Customizing Login (etc. forms) to frustrate phishing

I recall seeing and discussing how you could help users avoid entering their password into the phishing UIs by presenting each user with a graphically distinctive user interface back in late 1999, or possibly early 2000. Its a fun idea; and Bruce Schneier points out a paper (pdf)with lots of particulars sketched out.

This is a perfect opportunity for a grease monkey script!

Trust in Exchange Swarms (and Streaming)

Exchange networks are full of trust and reliability issues. How do you know that the intermediaries aren’t modifying the content? How do you know that swarm members in a p2p distribution scheme aren’t freeloading?

You can tackle the freeloading problem with a reputation scheme. The participants in the swarm can report on how helpful their peers are. The system can create statistics on those reports. The statistic for a given peer become his reputation. In networks where peers have durable identities and participate over long periods this is probably sufficient to reduce freeloading to reasonable levels. Though you would still need generous participants to enable new participants to enter the swarms.

That participants can collaborate to keep an eye on each other. These models are statistical models of the behavior reports. Successful collaborative efforts demand a lot forgiveness and generosity, so for many measures it’s not a problem that the models are only estimates. What you sum up into the participants reputations will define what the participants aspire to. For example if you model how long a participant stays in the swarm and you can create incentives to stay longer.
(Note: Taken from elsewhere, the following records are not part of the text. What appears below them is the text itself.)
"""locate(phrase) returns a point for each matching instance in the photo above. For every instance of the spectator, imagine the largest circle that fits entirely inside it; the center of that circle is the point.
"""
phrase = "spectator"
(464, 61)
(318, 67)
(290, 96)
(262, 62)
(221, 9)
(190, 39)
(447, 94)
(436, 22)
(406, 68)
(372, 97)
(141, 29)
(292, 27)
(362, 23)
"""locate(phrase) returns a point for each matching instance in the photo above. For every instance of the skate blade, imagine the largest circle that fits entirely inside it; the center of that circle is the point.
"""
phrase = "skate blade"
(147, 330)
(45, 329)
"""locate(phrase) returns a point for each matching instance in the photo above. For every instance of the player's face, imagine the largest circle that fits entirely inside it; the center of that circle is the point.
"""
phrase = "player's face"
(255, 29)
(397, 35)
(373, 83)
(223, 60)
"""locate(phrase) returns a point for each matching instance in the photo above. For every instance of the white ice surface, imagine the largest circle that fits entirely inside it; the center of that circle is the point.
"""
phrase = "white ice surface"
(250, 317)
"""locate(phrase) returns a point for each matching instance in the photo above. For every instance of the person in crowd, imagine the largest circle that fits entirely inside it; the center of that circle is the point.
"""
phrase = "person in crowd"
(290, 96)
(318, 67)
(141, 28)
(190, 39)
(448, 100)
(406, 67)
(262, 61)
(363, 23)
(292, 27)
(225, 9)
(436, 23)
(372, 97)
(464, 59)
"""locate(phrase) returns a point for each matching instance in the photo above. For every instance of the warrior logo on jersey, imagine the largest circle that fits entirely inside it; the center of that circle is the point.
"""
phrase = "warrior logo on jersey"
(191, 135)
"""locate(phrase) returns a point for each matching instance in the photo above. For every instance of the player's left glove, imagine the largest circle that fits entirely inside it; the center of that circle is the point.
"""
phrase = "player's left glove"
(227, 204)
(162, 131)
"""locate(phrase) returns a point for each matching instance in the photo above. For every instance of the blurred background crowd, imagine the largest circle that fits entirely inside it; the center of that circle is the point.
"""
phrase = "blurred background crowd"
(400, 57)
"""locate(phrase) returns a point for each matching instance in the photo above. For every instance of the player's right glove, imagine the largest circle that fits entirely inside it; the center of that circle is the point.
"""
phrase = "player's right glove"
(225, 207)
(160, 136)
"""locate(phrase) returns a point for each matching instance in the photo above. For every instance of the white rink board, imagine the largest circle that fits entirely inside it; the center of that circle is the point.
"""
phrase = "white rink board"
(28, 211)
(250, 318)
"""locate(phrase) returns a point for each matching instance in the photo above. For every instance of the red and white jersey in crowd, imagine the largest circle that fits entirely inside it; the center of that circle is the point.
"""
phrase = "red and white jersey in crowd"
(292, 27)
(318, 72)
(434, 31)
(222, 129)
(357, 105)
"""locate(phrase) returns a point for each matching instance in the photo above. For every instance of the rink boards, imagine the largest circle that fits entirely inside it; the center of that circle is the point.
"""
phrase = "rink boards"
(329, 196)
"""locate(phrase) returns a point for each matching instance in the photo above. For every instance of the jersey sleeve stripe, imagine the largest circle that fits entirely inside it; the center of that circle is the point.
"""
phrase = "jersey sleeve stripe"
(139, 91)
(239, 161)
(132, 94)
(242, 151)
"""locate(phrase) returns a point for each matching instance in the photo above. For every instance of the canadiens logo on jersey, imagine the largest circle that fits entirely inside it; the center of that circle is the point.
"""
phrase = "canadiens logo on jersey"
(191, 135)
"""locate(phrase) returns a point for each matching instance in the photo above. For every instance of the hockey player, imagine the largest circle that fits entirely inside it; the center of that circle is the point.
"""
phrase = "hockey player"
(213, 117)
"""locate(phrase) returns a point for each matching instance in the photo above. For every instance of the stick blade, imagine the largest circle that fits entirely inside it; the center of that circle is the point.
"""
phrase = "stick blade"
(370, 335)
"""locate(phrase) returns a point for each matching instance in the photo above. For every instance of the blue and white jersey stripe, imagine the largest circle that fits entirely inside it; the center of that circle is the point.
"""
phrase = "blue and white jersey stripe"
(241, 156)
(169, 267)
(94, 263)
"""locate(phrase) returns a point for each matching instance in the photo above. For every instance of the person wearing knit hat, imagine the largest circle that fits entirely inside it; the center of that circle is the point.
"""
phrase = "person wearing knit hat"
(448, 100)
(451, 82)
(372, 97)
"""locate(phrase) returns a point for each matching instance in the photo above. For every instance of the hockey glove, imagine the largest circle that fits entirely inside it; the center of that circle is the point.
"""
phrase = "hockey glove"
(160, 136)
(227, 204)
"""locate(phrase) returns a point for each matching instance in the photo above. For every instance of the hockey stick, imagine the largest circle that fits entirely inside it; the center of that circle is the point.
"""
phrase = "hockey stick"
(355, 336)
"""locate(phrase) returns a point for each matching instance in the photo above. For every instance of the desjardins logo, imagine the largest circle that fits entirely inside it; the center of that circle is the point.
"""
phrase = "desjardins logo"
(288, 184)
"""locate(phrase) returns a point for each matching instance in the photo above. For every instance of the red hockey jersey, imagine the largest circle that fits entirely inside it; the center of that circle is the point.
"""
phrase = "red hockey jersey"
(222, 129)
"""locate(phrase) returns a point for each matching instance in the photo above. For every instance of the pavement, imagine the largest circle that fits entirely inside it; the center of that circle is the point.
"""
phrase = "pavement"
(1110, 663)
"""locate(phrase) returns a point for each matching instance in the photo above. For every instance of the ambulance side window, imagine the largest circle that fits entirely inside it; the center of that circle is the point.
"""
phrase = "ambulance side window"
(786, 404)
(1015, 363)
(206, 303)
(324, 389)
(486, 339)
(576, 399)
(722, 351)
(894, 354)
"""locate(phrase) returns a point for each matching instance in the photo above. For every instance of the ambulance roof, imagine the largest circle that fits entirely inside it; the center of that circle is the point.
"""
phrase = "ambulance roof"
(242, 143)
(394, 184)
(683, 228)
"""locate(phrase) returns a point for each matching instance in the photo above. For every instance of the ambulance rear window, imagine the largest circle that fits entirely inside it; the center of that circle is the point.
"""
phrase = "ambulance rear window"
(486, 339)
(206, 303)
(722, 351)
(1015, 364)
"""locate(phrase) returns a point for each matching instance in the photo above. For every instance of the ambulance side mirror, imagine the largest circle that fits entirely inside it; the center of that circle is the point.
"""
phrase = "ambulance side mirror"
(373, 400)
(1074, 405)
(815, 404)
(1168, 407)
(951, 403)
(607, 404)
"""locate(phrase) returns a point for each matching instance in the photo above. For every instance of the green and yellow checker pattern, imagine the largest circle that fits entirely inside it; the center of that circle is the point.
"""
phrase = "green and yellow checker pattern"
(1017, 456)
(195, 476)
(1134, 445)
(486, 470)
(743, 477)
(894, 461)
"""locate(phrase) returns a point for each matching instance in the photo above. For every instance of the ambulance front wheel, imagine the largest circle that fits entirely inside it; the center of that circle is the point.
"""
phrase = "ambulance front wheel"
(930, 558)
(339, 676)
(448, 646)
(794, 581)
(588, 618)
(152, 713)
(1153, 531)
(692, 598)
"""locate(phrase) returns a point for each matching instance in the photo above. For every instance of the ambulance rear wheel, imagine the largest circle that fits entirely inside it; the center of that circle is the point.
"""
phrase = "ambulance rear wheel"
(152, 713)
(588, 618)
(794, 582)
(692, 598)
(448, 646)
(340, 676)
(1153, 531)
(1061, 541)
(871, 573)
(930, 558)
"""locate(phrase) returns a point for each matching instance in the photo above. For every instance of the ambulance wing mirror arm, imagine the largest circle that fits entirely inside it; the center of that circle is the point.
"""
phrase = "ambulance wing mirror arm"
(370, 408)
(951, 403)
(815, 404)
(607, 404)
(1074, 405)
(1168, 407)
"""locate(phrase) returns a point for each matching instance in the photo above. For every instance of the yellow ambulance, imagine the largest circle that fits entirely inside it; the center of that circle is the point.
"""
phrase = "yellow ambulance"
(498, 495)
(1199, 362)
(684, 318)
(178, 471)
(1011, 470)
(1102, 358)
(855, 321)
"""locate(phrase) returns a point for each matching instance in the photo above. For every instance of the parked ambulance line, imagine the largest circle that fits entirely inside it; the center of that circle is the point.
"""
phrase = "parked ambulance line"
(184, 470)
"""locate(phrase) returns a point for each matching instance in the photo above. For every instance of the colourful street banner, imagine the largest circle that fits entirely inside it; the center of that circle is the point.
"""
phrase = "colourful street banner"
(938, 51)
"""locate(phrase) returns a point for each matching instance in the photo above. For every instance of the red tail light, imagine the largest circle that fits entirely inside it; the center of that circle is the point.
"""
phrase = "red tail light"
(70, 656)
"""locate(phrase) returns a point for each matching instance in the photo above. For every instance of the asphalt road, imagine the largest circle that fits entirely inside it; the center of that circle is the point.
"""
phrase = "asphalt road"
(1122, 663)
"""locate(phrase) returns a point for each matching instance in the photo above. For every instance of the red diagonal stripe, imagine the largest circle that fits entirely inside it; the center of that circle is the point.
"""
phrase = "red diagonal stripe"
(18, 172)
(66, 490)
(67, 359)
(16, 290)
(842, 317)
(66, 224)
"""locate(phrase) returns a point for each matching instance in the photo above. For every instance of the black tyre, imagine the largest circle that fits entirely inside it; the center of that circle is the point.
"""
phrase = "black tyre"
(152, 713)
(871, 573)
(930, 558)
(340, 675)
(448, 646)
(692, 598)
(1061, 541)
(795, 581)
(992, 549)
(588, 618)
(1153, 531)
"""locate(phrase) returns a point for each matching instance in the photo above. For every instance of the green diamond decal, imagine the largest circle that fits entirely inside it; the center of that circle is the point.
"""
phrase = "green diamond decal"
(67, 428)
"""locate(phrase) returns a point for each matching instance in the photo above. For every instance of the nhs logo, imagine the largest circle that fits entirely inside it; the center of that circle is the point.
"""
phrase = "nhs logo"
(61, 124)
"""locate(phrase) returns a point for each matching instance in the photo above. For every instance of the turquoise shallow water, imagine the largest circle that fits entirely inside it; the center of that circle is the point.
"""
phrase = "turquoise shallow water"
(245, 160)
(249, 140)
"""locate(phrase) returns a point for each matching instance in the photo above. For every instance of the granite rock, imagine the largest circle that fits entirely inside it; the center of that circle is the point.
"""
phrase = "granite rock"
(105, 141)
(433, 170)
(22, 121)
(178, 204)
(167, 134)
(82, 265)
The standard solution to middleman problems is to insist on validation end-to-end. That’s one reason the .torrent files in BitTorrent have checksums in them. An intermediary can’t modify the distributed file without the end user noticing.

I’m interested in how to use swarming approaches on streaming data; for example video or audio broadcast, blog pings, weather or other sensor networks. Harder to get an end to end solution for these streams. The broadcaster could sign every packet, I guess, but that would put significantly add to the costs.

Another possible approach is to assure that the checksums and the packets they validate travel by different and hard to predict routes. Participants can report on their peers adherence to a rule that checksum’s should never travel with their associated packets.